Inspired by the UN's new set of global development goals, Impact associate Penelope Mavor asks what stretching goals you are setting - on an individual and organisational level.
After a lot of work and with much fanfare, the United Nations have agreed on a new set of global development goals. And it means a big stretch. As the Ethical Corporation observed “eight big Millennium Development Goals have become 17 super-sized ones”. These Sustainable Development Goals (SDGs) “are monumentally ambitious. Take, for example, Goal 1: “End poverty in all forms everywhere.” Or Goal 16: “Promote peaceful and inclusive societies for sustainable development.”

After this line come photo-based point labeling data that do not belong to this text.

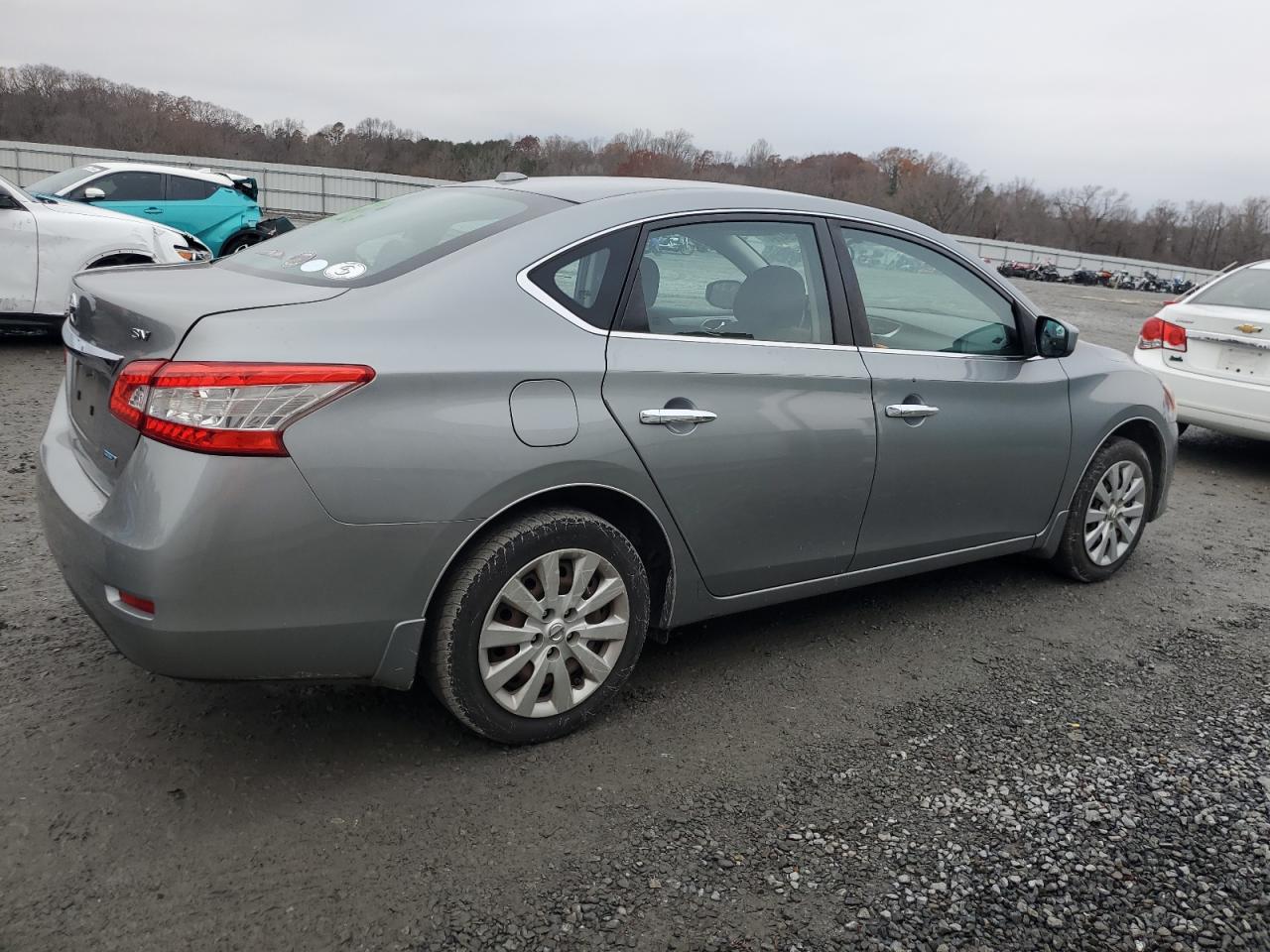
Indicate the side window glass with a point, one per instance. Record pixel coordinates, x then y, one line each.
182 189
126 186
920 299
588 280
747 281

The goals are daunting not at least of all because of the challenges of financing them and the existence of dysfunctional governmental and business structures but they are compelling in their aspirations. As humans we are born to stretch ourselves in mind, body and soul. By its very nature stretching can be uncomfortable, but it is the only way we can enter new realms of possibility.
In our leadership programmes, we often use stimulation projects which explore a team’s behaviours and attitudes towards stretching themselves. Some will set goals below their abilities, sure of non failure. Some will benchmark themselves on the competition or what has been done before. Some will just try once and be satisfied with whatever score and will not want to try again. Some will stretch and surprise themselves at what they can do.
Stretching – it takes us to somewhere new, untested, unknown and unfamiliar. We go up to those limits and exceed them. We lean into the discomfort but also notice the leeway. We breathe into previously fixed boundaries and see them dissolve. We notice the pain but also the potential. We accept the awkwardness, clumsiness and tension and move through it to find new areas of ease, flexibility and opportunity.
As an organisation, what are you doing in terms of setting stretching goals? Big Hairy Audacious Goals as Collins and Porras termed them. What will you stretch into, in terms of knowing about, understanding and contributing to the UN’s SDGs?
And where in your day to day actions, moment to moment choices can you stretch? It can take unlimited forms. It may involve...
- choosing to do more to look after your health in terms of exercise, diet, meditation
- speaking up against inequality
- expanding your understanding of the world through new perspectives, interests and networks
- increasing your donation or volunteering time to support a cause you believe in
- delving into understanding yourself and your deepest truths
- having that courageous conversation
- doing what you have never done or not doing what you always do
Decide what the stretch is for you, go into it and feel it.